7. Wie kann eine ökologisch verträgliche Entwicklung gelingen?

Pflanzen, die durch Pflaster wachsen
Eingriffe in die Natur sollen möglichst ausgeglichen werden (Foto: Th. Gries)

Widerspricht nicht der neue Stadtteil dem Vorrang der Innenentwicklung und hat einen zu großen Flächenverbrauch?

  • Die Stadt schöpft Innenentwicklungspotenziale dort, wo sie städtebaulich sinnvoll sind, aus.
  • Dietenbach minimiert aus regionaler Sicht aber auch den Flächenverbrauch: Da die Bevölkerung durch Geburten und Zuwanderung wächst, würde sich ohne Dietenbach der Siedlungsdruck vermehrt ins Umland richten, und dort aufgrund der ländlichen Strukturen den 2-4-fachen Flächenverbrauch nach sich ziehen!

Wie soll der Eingriff in Natur und Landschaft minimiert und ausgeglichen werden?

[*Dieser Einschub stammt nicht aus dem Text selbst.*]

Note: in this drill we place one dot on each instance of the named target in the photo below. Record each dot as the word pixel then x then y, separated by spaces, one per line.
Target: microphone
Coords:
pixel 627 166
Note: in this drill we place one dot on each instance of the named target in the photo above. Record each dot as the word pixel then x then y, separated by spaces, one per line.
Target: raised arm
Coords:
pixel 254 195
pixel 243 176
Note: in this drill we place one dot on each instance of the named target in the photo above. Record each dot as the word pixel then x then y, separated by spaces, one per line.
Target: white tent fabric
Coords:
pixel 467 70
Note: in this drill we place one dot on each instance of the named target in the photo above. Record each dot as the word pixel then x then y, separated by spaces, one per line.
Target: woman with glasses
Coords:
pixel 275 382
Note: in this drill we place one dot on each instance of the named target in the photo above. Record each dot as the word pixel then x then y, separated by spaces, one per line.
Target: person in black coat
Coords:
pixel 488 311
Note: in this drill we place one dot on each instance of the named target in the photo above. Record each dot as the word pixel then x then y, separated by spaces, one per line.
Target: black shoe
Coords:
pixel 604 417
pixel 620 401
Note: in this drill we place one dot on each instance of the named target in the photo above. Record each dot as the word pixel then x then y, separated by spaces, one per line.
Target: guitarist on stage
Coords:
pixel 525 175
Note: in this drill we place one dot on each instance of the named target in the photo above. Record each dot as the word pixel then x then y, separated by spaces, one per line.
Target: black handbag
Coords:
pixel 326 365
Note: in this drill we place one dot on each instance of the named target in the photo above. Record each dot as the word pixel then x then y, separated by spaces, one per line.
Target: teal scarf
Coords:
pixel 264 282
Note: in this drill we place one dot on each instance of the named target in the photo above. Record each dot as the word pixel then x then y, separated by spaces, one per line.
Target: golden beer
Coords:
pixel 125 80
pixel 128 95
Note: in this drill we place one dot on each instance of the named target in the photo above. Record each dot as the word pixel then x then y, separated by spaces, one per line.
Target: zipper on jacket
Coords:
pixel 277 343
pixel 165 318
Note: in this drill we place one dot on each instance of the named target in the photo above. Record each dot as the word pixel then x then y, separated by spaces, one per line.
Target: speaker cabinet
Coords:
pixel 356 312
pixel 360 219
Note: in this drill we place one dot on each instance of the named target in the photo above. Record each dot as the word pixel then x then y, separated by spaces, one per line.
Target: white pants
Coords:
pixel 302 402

  • Maßnahmen zur Vermeidung und Minderung von Eingriffen in Natur und Landschaft sind bereits in die Planung integriert. So werden zum Beispiel Flächen mit besonders hochwertiger Funktion als Lebensraum für Tiere und Pflanzen von der Bebauung ausgenommen. Diese Bereiche werden nicht nur erhalten, sondern darüber hinaus weiter aufgewertet.
  • Um den Eingriff in bestehende Biotope im Gewässer Dietenbach so gering wie möglich zu halten, wird der Bachlauf in seiner Form erhalten und die Anzahl künftiger Brücken auf das notwendige Mindestmaß beschränkt.
  • Direkte Wegebeziehungen zum Naturschutzgebiet Rieselfeld und in das Vogelschutzgebiet Mooswald werden ausgeschlossen.
  • Die Grünflächen im neuen Stadtteil Dietenbach werden aus Sicht des Naturschutzes besonders hochwertig gestaltet. Maßnahmen wie den Erhalt geschützter Biotope und die Verwendung einheimischer Gehölze und Pflanzen sind grundlegende Elemente davon.
  • Die attraktiven Frei- und Grünflächen im Plangebiet mindern den Freizeitdruck auf umliegende Schutzgebiete.
  • Um das Wäldchen zwischen Rieselfeld und Dietenbach zu schonen, werden noch alternative Lösungen von K9 Architekten und den Landschaftsplanern in Abstimmung mit der höheren Naturschutzbehörde entwickelt.

Kann eine ökologisch verträgliche Entwicklung gelingen?

  • Für den neuen Stadtteil wird ein naturschutzfachliches Konzept erstellt, auf dessen Grundlage die nicht vermeidbaren Eingriffe ausgeglichen werden können. Wegfallende Bäume und geschützte Biotope werden an anderen Stellen ersetzt. Entfallende Lebensräume besonders geschützter Arten (z.B. Verlust von Offenlandflächen als Nahrungshabitate für Vogel) werden an anderer Stelle kompensiert. Die im Entwicklungsgebiet liegende 20 ha große Fläche westlich der Straße Zum Tiergehege dient dem Erhalt einiger Lebensraumfunktionen unmittelbar in der Nähe.
  • Die Suche nach Ausgleichsflächen in der Region hat bereits begonnen, um frühzeitig geeignete Flächen zu finden.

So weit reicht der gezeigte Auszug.